BPN determines the optimal number of learning iteration cycles by selecting the minumum RMSEP for a test subset over a range of learning iterations.
Encog training terminates whenever either a) RMSE becomes smaller than the option 'terminalrmse' value, or b) the rate of improvement of RMSE per 100 training iterations becomes smaller than the option 'terminalrmserate' value, or c) time exceeds the option 'maxseconds' value (though results are not optimal if is stopped prematurely by this time limit). Note these RMSE values refer to the internal preprocessed and scaled y values.
Options
options = a structure array with the following fields:
- display : [ 'off' |{'on'}] Governs display
- plots: [ {'none'} | 'final' ] governs plotting of results.
- blockdetails : [ {'standard'} | 'all' ] extent of detail included in model. 'standard' keeps only y-block, 'all' keeps both x- and y- blocks
- waitbar : [ 'off' |{'auto'}| 'on' ] governs use of waitbar during analysis. 'auto' shows waitbar if delay will likely be longer than a reasonable waiting period.
- algorithm : [{'bpn'} | 'encog'] ANN implementation to use.
- nhid1 : [{2}] Number of nodes in first hidden layer.
- nhid2 : [{0}] Number of nodes in second hidden layer.
- learnrate : [0.125] ANN backpropagation learning rate (bpn only).
- learncycles : [20] Number of ANN learning iterations (bpn only).
- terminalrmse : [0.05] Termination RMSE value (of scaled y) for ANN iterations (encog only).
- terminalrmserate : [1.e-9] Termination rate of change of RMSE per 100 iterations (encog only).
- maxseconds : [{20}] Maximum duration of ANN training in seconds (encog only).
- preprocessing: {[] []} preprocessing structures for x and y blocks (see PREPROCESS).
- compression: [{'none'}| 'pca' | 'pls' ] type of data compression to perform on the x-block prior to calculaing or applying the ANN model. 'pca' uses a simple PCA model to compress the information. 'pls' uses a pls model.

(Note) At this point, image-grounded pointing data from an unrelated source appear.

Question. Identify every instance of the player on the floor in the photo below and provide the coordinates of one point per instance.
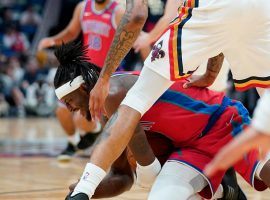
(198, 121)
(203, 29)
(97, 19)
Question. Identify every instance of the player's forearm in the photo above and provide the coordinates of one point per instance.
(127, 32)
(213, 67)
(115, 137)
(64, 36)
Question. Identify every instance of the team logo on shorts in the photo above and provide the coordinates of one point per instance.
(157, 52)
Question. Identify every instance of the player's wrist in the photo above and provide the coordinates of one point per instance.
(90, 179)
(146, 175)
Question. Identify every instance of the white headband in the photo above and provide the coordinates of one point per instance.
(69, 87)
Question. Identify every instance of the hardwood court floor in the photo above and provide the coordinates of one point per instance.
(29, 171)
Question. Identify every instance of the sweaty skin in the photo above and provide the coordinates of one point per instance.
(120, 178)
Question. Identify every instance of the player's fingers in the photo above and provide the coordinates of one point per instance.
(96, 109)
(91, 105)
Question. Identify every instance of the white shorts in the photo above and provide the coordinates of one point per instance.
(205, 28)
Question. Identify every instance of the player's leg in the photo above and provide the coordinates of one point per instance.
(177, 181)
(263, 171)
(148, 88)
(89, 130)
(65, 117)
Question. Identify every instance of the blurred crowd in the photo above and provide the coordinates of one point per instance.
(25, 79)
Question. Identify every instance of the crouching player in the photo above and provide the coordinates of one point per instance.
(198, 122)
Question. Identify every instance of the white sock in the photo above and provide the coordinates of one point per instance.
(74, 139)
(90, 179)
(146, 175)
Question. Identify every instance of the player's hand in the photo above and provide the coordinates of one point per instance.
(199, 81)
(72, 186)
(143, 41)
(45, 43)
(97, 98)
(235, 150)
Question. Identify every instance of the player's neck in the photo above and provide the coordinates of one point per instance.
(101, 6)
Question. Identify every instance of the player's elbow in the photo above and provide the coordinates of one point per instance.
(137, 14)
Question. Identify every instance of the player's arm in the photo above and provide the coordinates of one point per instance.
(70, 33)
(127, 32)
(148, 166)
(119, 13)
(213, 67)
(170, 12)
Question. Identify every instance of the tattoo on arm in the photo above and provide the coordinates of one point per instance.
(214, 65)
(126, 34)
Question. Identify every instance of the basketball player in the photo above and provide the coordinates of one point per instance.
(97, 19)
(198, 121)
(204, 29)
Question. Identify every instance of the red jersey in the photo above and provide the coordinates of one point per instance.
(98, 29)
(182, 114)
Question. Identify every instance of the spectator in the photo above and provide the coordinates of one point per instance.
(15, 41)
(30, 21)
(10, 90)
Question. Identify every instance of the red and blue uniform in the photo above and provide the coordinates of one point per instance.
(98, 29)
(200, 122)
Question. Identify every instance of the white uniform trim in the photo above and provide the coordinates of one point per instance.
(69, 87)
(262, 114)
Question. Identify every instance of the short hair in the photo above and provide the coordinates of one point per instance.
(74, 62)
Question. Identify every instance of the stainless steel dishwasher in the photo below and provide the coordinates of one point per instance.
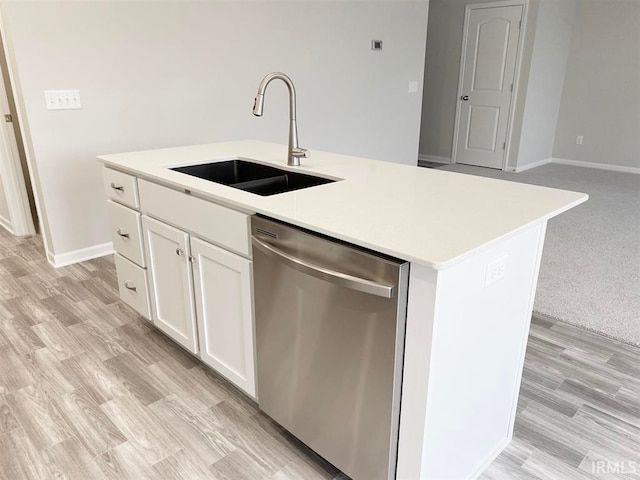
(330, 321)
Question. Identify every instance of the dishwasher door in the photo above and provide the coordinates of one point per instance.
(330, 323)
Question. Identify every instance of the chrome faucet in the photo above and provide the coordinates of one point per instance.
(295, 152)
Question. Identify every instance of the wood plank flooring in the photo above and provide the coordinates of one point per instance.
(89, 390)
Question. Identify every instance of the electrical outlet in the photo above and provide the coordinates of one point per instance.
(496, 270)
(62, 99)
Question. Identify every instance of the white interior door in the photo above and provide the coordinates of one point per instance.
(224, 305)
(490, 49)
(171, 287)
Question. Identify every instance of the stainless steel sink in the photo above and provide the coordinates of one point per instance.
(252, 177)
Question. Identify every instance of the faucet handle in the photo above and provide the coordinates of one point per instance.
(300, 152)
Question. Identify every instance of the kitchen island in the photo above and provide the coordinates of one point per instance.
(474, 245)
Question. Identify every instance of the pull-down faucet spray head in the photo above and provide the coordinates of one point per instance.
(258, 103)
(294, 152)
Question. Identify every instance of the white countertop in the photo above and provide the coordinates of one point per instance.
(432, 217)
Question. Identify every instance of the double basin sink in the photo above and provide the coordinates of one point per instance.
(252, 177)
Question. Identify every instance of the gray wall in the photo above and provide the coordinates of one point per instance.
(601, 95)
(545, 80)
(159, 74)
(442, 67)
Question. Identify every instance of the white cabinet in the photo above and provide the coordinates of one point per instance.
(219, 323)
(170, 284)
(222, 282)
(199, 293)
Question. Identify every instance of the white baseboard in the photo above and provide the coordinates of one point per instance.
(529, 166)
(576, 163)
(601, 166)
(69, 258)
(491, 457)
(433, 158)
(6, 224)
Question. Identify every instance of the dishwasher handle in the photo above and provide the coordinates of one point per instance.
(338, 278)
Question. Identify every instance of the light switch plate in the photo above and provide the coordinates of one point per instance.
(62, 99)
(496, 270)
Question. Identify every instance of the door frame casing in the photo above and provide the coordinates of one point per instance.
(516, 76)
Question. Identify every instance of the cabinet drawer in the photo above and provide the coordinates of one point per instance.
(132, 284)
(220, 225)
(121, 187)
(126, 232)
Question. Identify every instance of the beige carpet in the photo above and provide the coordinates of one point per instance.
(590, 273)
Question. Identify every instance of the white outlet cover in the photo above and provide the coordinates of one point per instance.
(62, 99)
(496, 270)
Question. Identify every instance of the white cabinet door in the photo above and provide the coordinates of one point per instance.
(224, 304)
(167, 253)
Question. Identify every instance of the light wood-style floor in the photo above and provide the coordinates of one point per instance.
(88, 390)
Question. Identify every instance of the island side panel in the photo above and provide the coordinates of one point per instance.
(475, 359)
(415, 375)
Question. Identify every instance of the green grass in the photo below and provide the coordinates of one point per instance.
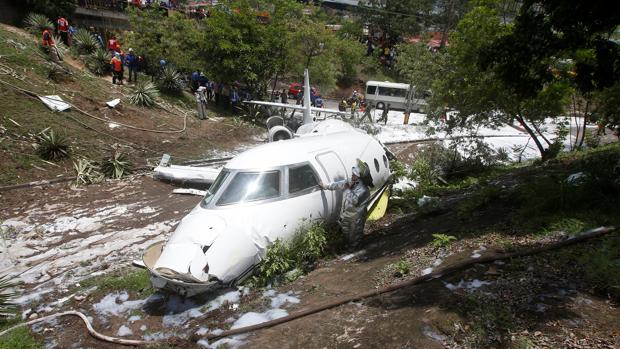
(20, 338)
(130, 280)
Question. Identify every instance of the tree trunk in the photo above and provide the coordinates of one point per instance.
(541, 149)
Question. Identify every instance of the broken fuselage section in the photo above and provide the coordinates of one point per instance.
(263, 194)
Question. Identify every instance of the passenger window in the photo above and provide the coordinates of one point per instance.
(301, 178)
(251, 186)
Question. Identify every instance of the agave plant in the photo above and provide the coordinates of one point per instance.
(6, 295)
(87, 172)
(116, 166)
(85, 42)
(144, 94)
(36, 23)
(170, 80)
(52, 146)
(98, 62)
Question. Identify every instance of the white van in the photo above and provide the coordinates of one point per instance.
(382, 93)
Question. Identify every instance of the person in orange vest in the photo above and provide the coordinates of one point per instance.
(63, 29)
(117, 69)
(113, 44)
(49, 45)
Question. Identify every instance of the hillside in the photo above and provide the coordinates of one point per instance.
(24, 117)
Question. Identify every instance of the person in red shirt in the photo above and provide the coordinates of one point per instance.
(49, 45)
(63, 29)
(117, 69)
(113, 44)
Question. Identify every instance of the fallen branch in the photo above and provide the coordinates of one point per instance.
(90, 328)
(594, 233)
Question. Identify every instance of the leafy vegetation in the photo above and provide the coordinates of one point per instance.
(116, 165)
(144, 94)
(85, 42)
(308, 245)
(52, 146)
(87, 171)
(170, 80)
(442, 240)
(98, 61)
(36, 23)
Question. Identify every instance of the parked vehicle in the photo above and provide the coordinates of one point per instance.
(397, 95)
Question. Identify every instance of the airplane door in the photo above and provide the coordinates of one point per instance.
(333, 169)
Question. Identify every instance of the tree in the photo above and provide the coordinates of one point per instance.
(238, 46)
(480, 97)
(570, 34)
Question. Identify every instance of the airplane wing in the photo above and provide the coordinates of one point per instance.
(295, 106)
(276, 104)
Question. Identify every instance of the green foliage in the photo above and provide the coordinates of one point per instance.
(85, 42)
(442, 240)
(116, 166)
(402, 268)
(308, 245)
(602, 264)
(87, 172)
(52, 146)
(20, 338)
(98, 61)
(170, 80)
(144, 94)
(277, 261)
(36, 23)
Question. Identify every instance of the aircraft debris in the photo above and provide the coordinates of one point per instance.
(54, 102)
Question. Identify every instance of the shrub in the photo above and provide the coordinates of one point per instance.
(402, 268)
(442, 240)
(170, 80)
(98, 62)
(308, 245)
(36, 23)
(87, 172)
(144, 94)
(85, 42)
(116, 166)
(52, 146)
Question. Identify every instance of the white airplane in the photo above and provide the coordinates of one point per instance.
(269, 192)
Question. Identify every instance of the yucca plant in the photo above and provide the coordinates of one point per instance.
(6, 295)
(36, 23)
(116, 166)
(85, 42)
(144, 94)
(52, 146)
(87, 172)
(170, 81)
(98, 62)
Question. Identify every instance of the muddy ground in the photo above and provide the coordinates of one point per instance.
(82, 232)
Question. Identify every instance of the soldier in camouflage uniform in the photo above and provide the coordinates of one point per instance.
(353, 212)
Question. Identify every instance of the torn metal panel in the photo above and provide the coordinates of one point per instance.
(54, 102)
(187, 174)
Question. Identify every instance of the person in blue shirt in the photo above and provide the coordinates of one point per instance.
(131, 61)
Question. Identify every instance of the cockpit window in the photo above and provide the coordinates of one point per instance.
(251, 186)
(214, 187)
(300, 178)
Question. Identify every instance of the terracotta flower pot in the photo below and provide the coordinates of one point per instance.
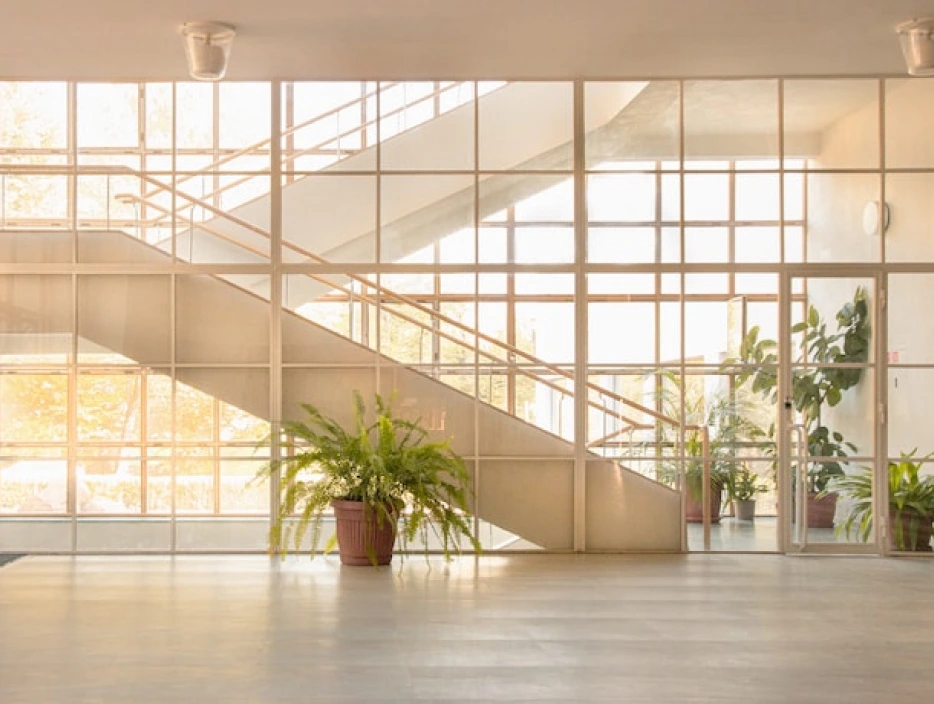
(901, 540)
(821, 510)
(746, 510)
(362, 538)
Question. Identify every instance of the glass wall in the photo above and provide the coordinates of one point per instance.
(561, 277)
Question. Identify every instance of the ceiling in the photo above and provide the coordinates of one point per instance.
(420, 39)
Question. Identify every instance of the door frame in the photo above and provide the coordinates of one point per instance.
(787, 543)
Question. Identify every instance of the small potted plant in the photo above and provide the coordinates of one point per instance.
(385, 480)
(743, 488)
(911, 504)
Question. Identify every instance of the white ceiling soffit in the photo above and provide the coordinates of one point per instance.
(415, 39)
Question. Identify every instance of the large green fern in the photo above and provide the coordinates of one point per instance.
(383, 460)
(911, 501)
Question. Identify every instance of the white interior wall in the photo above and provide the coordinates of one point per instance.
(836, 234)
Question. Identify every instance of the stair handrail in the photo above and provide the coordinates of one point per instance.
(389, 293)
(256, 146)
(209, 170)
(590, 386)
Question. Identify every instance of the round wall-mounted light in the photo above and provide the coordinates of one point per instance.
(207, 47)
(917, 45)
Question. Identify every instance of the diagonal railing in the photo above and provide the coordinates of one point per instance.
(515, 358)
(356, 133)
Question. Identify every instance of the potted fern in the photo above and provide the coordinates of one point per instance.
(743, 489)
(386, 481)
(911, 503)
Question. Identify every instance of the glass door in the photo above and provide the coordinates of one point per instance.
(828, 432)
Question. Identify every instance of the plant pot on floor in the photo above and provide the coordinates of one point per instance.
(821, 510)
(745, 510)
(364, 537)
(910, 531)
(693, 507)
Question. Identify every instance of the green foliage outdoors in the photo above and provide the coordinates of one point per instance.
(383, 460)
(910, 496)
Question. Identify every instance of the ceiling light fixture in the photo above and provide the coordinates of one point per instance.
(207, 47)
(917, 45)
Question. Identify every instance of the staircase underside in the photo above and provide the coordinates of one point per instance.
(218, 323)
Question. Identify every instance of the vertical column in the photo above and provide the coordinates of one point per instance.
(580, 322)
(275, 286)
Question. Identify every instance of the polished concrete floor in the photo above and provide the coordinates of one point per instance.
(718, 628)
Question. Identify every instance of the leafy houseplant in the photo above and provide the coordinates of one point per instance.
(724, 420)
(815, 386)
(911, 503)
(387, 482)
(743, 489)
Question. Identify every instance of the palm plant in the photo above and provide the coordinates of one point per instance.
(911, 503)
(386, 462)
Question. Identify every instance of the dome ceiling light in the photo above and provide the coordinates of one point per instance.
(917, 45)
(207, 47)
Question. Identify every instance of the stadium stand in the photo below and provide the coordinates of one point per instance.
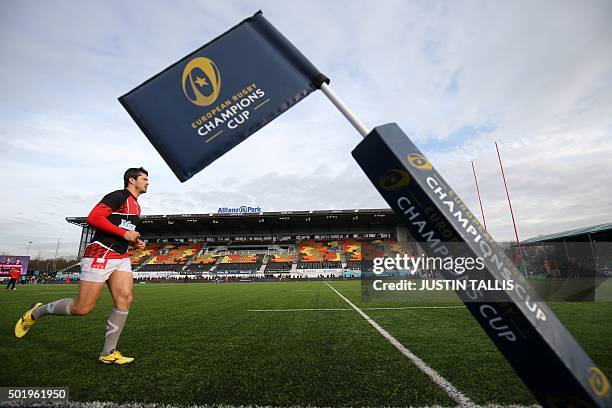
(171, 257)
(280, 263)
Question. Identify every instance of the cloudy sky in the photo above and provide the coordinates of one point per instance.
(534, 76)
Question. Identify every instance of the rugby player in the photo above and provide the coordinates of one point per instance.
(115, 218)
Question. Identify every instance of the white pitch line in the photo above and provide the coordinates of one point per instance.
(414, 307)
(110, 404)
(292, 310)
(449, 388)
(366, 308)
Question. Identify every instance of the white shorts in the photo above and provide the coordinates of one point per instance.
(99, 269)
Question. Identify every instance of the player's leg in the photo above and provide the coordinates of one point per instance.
(90, 289)
(120, 284)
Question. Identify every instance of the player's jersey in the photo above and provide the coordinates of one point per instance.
(117, 212)
(15, 273)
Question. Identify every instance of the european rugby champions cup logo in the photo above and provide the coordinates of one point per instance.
(394, 179)
(418, 161)
(201, 81)
(598, 382)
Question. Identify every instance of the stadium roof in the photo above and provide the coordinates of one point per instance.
(600, 232)
(277, 223)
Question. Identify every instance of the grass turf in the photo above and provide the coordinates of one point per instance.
(199, 344)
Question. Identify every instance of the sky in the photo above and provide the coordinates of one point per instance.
(456, 76)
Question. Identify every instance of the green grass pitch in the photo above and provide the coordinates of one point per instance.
(201, 344)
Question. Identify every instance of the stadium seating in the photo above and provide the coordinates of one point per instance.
(280, 263)
(240, 262)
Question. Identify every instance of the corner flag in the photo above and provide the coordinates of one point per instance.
(202, 106)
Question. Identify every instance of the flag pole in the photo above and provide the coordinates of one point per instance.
(478, 192)
(501, 166)
(345, 110)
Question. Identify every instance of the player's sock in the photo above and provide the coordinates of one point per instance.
(59, 308)
(114, 326)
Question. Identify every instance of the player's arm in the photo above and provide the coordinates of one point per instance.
(97, 218)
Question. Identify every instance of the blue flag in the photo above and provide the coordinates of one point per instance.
(200, 107)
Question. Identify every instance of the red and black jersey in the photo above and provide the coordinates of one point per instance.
(116, 213)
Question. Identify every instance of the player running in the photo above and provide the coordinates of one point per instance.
(115, 219)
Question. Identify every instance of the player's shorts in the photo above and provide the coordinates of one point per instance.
(99, 269)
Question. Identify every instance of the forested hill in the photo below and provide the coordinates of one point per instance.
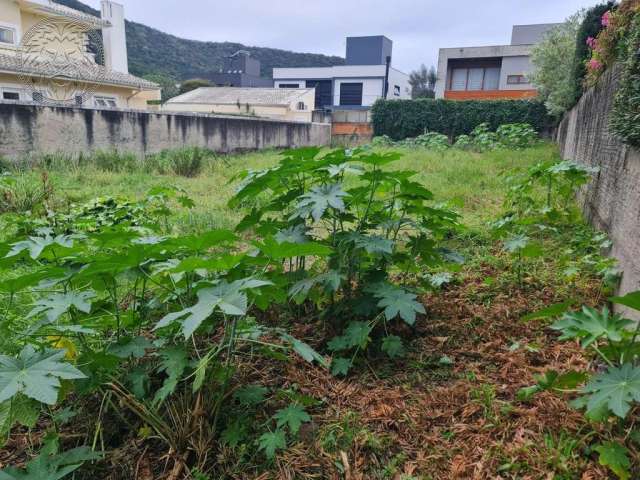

Compression can make the ANN more stable and less prone to overfitting.
- compressncomp: [1] Number of latent variables (or principal components to include in the compression model.
- compressmd: [{'yes'} | 'no'] Use Mahalnobis Distance corrected.
- cvmethod : [{'con'} | 'vet' | 'loo' | 'rnd'] CV method, OR [] for Kennard-Stone single split.
- cvsplits : [{5}] Number of CV subsets.
- cvi : M element vector with integer elements allowing user defined subsets. (cvi) is a vector with the same number of elements as x has rows i.e., length(cvi) = size(x,1). Each cvi(i) is defined as:
- cvi(i) = -2 the sample is always in the test set.
- cvi(i) = -1 the sample is always in the calibration set,
- cvi(i) = 0 the sample is always never used, and
- cvi(i) = 1,2,3... defines each test subset.